Quando iniciamos o estudo em Psicanálise e começamos a aprofundar nas temáticas, logo conhecemos o famoso termo “pulsão”, que chegou no que Sigmund Freud definiu como Teoria das Pulsões. O conceito de pulsão, seria a de um “representante psíquico das excitações provenientes do interior do corpo e que chegam ao psiquismo” (ZIMERMAN, 1999, P.82). Mas, e na prática? O que é uma pulsão e como ela se difere do instinto? Por que pulsões e instintos não são a mesma coisa?

Entendendo a pulsão

A pulsão, como o próprio nome sugere, é como se fosse um impulso. Uma espécie de força que precisa ser dirigida para um representante – seja ele um afeto ou uma ideia – para se manifestar.

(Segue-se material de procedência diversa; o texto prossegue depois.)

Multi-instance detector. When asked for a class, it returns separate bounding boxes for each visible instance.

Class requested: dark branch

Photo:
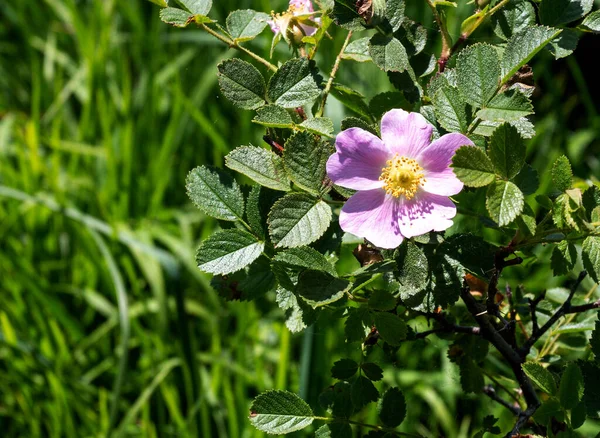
[518,271,587,359]
[413,324,480,340]
[483,385,521,416]
[527,290,546,334]
[567,298,600,314]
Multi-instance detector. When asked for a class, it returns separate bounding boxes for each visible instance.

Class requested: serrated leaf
[513,164,539,195]
[583,236,600,283]
[175,0,211,15]
[330,83,373,120]
[340,117,377,135]
[253,105,294,128]
[351,376,379,408]
[552,155,573,192]
[332,0,367,30]
[385,0,405,31]
[368,35,409,72]
[226,9,269,42]
[226,146,290,191]
[268,194,332,248]
[548,28,580,59]
[492,0,536,40]
[456,43,501,108]
[579,360,600,417]
[273,247,337,277]
[501,26,562,84]
[297,270,349,307]
[581,10,600,32]
[559,362,584,409]
[369,92,407,120]
[432,85,469,133]
[299,118,334,138]
[249,390,314,434]
[196,229,264,275]
[477,89,533,122]
[396,240,429,294]
[488,123,525,179]
[360,363,384,381]
[160,7,194,27]
[451,146,496,187]
[276,288,320,332]
[592,320,600,361]
[373,312,407,346]
[320,381,354,418]
[342,37,372,62]
[551,241,577,276]
[331,359,359,380]
[459,357,484,393]
[315,423,353,437]
[186,165,244,221]
[440,233,496,276]
[432,253,465,307]
[368,290,397,311]
[396,21,427,56]
[522,362,558,395]
[486,180,524,226]
[583,185,600,220]
[533,397,564,426]
[218,59,266,110]
[246,186,282,239]
[378,387,406,427]
[267,58,321,108]
[284,131,330,194]
[345,307,372,343]
[539,0,593,26]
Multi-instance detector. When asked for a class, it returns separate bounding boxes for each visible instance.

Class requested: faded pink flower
[326,109,473,249]
[268,0,319,42]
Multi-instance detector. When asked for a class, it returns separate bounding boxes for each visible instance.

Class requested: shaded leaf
[273,247,337,277]
[488,123,525,179]
[551,241,577,276]
[522,362,557,395]
[377,387,406,427]
[297,270,349,307]
[539,0,593,26]
[559,362,584,409]
[351,376,379,408]
[373,312,407,346]
[582,236,600,283]
[218,59,266,110]
[331,358,359,380]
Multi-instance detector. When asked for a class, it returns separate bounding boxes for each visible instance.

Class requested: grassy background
[1,0,599,436]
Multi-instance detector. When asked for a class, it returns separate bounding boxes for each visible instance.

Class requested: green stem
[311,416,421,437]
[316,31,353,117]
[425,0,452,71]
[199,23,278,72]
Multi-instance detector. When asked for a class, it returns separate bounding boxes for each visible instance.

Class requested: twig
[413,324,480,340]
[424,0,452,71]
[518,271,587,359]
[483,385,521,416]
[527,291,546,334]
[316,31,352,117]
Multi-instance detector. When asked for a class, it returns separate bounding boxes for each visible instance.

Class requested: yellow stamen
[379,154,426,199]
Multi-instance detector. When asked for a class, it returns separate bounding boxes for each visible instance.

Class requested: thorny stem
[425,0,452,71]
[199,23,278,72]
[316,31,353,117]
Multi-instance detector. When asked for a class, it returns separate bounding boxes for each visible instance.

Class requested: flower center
[379,154,426,199]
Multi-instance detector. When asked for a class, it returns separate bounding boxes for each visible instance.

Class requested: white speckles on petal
[397,192,457,238]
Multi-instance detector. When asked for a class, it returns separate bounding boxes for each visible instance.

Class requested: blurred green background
[1,0,599,436]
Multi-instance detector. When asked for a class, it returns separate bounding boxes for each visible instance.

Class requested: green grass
[1,0,600,437]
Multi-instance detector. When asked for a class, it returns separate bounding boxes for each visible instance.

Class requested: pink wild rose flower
[268,0,319,40]
[326,109,473,249]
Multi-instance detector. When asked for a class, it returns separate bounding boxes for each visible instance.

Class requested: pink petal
[418,133,472,196]
[380,109,434,157]
[290,0,314,12]
[327,128,388,190]
[397,192,457,238]
[339,190,404,249]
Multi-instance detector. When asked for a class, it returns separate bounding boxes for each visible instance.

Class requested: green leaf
[361,363,384,381]
[432,85,468,133]
[559,362,584,409]
[477,90,533,122]
[299,118,334,138]
[488,123,525,179]
[160,7,194,27]
[373,312,407,346]
[583,236,600,283]
[533,397,564,426]
[378,387,406,427]
[226,9,269,42]
[492,0,536,40]
[522,362,558,395]
[513,164,539,195]
[351,376,379,409]
[548,28,580,59]
[340,117,377,135]
[147,0,168,6]
[342,37,372,62]
[267,58,321,109]
[451,146,496,187]
[246,186,282,239]
[297,270,349,307]
[253,105,294,129]
[175,0,212,15]
[501,26,562,84]
[186,165,244,221]
[571,399,587,429]
[273,246,337,277]
[552,155,573,192]
[319,381,354,418]
[583,185,600,219]
[226,146,290,191]
[284,131,330,194]
[440,233,496,276]
[249,390,314,434]
[486,180,524,226]
[592,320,600,361]
[539,0,593,26]
[581,10,600,32]
[459,357,484,393]
[368,290,397,311]
[276,288,320,333]
[217,59,266,110]
[330,83,373,120]
[331,359,359,380]
[369,92,407,120]
[268,194,332,248]
[315,424,353,437]
[456,43,501,108]
[385,0,406,32]
[368,35,410,72]
[578,360,600,417]
[195,229,264,275]
[345,307,372,343]
[517,203,537,236]
[332,0,367,30]
[551,241,577,276]
[396,240,429,295]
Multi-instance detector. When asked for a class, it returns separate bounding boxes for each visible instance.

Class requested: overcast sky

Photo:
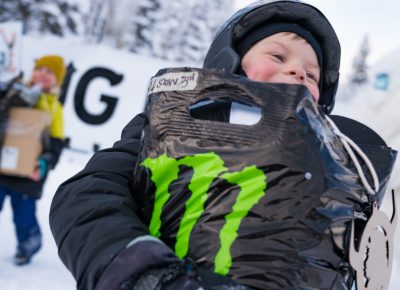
[235,0,400,79]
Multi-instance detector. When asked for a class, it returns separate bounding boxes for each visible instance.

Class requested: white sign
[0,21,23,82]
[147,71,199,95]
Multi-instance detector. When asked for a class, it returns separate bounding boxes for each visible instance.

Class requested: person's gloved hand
[129,258,202,290]
[29,157,47,181]
[95,236,253,290]
[123,258,254,290]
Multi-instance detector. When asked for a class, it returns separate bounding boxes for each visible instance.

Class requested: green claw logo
[141,152,267,275]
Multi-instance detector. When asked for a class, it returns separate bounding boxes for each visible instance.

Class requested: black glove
[95,236,186,290]
[96,236,253,290]
[122,258,254,290]
[127,259,201,290]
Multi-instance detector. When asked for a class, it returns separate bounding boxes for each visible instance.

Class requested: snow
[335,45,400,190]
[1,34,400,289]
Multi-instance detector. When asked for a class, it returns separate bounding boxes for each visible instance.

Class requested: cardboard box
[0,107,50,177]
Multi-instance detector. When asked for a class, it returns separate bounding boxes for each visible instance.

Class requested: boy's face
[241,32,321,101]
[31,67,57,93]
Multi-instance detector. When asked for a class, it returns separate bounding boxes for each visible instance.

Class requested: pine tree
[107,0,145,49]
[179,1,213,63]
[84,0,112,43]
[0,0,81,36]
[56,1,82,35]
[181,0,234,63]
[151,0,184,60]
[0,0,43,33]
[0,1,16,23]
[128,0,161,54]
[130,0,234,63]
[350,35,370,84]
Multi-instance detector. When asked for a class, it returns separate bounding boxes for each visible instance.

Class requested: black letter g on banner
[74,67,123,125]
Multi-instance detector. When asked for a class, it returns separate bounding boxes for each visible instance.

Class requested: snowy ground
[1,148,400,289]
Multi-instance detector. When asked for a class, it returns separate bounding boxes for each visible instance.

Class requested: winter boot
[13,230,42,266]
[13,249,31,266]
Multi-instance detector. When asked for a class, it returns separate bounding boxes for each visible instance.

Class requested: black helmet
[203,0,341,114]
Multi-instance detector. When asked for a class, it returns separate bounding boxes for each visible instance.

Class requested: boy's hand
[96,236,251,290]
[131,260,253,290]
[29,157,47,181]
[131,259,202,290]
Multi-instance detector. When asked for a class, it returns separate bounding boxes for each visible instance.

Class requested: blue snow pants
[0,184,42,256]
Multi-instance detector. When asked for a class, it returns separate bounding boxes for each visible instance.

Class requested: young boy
[0,54,65,265]
[50,1,395,290]
[240,32,320,101]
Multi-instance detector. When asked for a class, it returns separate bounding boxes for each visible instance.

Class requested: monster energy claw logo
[141,152,267,275]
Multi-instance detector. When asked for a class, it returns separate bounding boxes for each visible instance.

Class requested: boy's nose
[288,67,306,83]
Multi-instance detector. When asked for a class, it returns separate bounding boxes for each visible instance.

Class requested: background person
[0,54,65,266]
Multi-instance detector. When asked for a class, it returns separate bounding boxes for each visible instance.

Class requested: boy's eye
[306,72,319,84]
[271,53,285,62]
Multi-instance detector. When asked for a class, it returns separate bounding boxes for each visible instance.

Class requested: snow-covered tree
[1,0,234,59]
[181,0,234,63]
[0,0,81,36]
[0,0,42,33]
[54,1,82,35]
[150,0,184,60]
[102,0,141,49]
[130,0,234,63]
[83,0,112,43]
[350,35,370,84]
[128,0,161,54]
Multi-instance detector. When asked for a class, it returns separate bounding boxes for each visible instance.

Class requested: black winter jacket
[50,113,150,290]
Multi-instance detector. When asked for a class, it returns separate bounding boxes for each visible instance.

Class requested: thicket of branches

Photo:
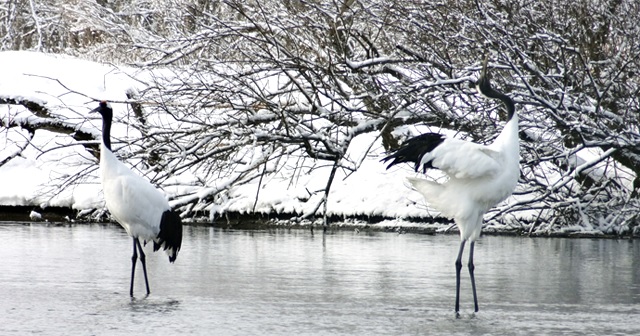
[2,0,640,233]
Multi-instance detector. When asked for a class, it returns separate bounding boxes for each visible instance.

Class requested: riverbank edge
[1,205,635,239]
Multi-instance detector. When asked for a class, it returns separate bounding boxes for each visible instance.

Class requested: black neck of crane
[101,110,112,151]
[477,74,515,121]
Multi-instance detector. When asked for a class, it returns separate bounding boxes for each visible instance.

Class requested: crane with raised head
[382,58,519,314]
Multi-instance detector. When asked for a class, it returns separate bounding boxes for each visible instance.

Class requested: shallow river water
[1,223,639,335]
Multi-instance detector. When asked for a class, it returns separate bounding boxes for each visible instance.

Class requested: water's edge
[1,205,635,239]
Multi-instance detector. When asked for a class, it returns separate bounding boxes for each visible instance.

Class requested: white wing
[422,137,502,179]
[101,149,170,240]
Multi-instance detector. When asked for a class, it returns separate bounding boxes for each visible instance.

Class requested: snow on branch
[3,0,640,234]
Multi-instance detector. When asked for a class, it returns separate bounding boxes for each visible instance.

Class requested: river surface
[0,223,639,335]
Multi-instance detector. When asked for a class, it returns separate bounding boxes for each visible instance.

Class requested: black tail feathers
[154,209,183,263]
[381,133,445,173]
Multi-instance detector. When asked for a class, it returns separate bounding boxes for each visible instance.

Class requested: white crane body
[408,114,519,241]
[100,146,168,241]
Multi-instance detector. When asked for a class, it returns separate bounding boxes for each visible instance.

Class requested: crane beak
[89,100,109,113]
[481,55,489,78]
[475,54,491,89]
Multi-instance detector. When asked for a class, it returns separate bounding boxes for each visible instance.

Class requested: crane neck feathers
[476,74,515,122]
[92,101,114,151]
[101,116,112,151]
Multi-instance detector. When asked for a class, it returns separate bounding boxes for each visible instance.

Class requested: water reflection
[0,223,639,335]
[478,237,640,306]
[128,297,181,314]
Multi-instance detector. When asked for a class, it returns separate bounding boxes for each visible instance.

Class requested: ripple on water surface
[0,223,639,335]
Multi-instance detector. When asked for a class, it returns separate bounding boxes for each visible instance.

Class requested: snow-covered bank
[0,51,434,219]
[1,51,637,238]
[2,205,626,239]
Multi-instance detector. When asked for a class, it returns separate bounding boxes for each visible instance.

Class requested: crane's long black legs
[136,238,151,296]
[455,240,480,315]
[130,238,137,297]
[454,239,466,315]
[130,237,151,297]
[469,241,479,313]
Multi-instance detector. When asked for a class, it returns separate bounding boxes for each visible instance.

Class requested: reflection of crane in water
[382,58,519,314]
[91,101,183,297]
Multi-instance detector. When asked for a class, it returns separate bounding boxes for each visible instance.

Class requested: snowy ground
[0,51,596,235]
[0,52,426,215]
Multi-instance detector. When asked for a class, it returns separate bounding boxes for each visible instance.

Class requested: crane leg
[130,238,137,297]
[468,241,479,313]
[135,238,151,296]
[454,239,466,315]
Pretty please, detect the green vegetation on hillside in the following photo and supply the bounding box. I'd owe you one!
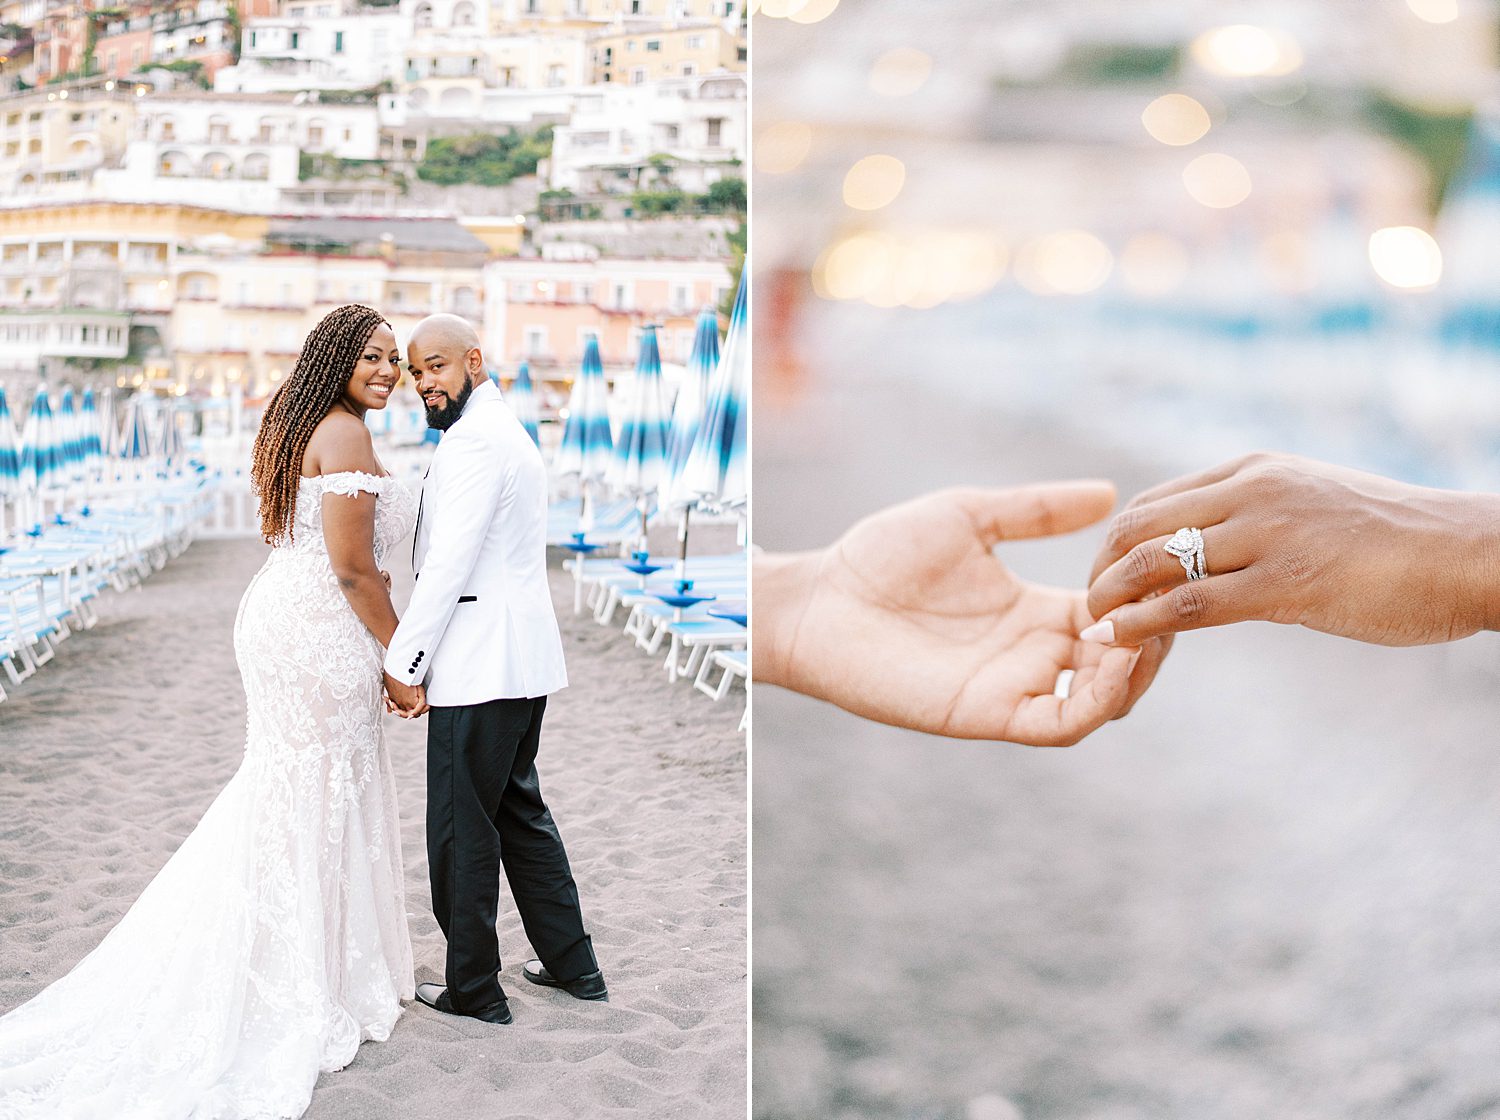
[416,126,555,186]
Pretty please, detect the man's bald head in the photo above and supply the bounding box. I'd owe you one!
[407,313,486,430]
[409,313,482,360]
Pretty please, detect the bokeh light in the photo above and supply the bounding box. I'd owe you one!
[1015,230,1113,295]
[755,121,813,175]
[1141,94,1212,146]
[757,0,840,21]
[1368,226,1443,290]
[812,231,897,301]
[869,48,933,97]
[812,229,1007,308]
[1191,24,1304,78]
[1407,0,1459,23]
[842,154,906,211]
[787,0,840,24]
[1182,153,1253,208]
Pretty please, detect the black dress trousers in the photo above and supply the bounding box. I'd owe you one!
[426,695,598,1011]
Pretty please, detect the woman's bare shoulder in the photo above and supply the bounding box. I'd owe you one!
[303,411,378,477]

Resumindo, ela nos mobiliza para uma direção e busca um representante para a energia se manifestar. Ela advém de um desejo e quer satisfazer esse desejo por meio de um objeto.

Uma mulher viciada em comprar bolsas, por exemplo, mesmo tendo várias bolsas novas em folha no armário. Qual é o desejo que ela busca saciar dentro de si mesma e os realiza por meio da compra excessiva de bolsas novas? Afinal, bolsas são bolsas, servem para carregar coisas. Ter uma ou duas, no máximo, seria mais que suficiente. Essa energia que a faz comprar a bolsa para satisfazer seu desejo inconsciente é a pulsão.

Antes de entendermos o instinto, é importante saber que a pulsão nasce a partir dele, mas se constitui acima dele. Essa demanda que vem do corpo ao psiquismo para saciar os prazeres é a pulsão.

Entendendo o instinto

O instinto, por sua vez, é determinado pela hereditariedade. Vem com todos os seres vivos. Um leão se alimenta única e exclusivamente por instinto. Ele sente fome, caça e come, saciando sua fome. Possivelmente, ele nem sabe que aquele sentimento é fome. Talvez seja apenas um desconforto que sua hereditariedade faz com que ele coma a fim de acabar com aquela sensação. Ele tem um cunho biológico que dirige o organismo para um fim particular, com um objeto de representação bem específico. O leão come porque tem fome. Só por isso.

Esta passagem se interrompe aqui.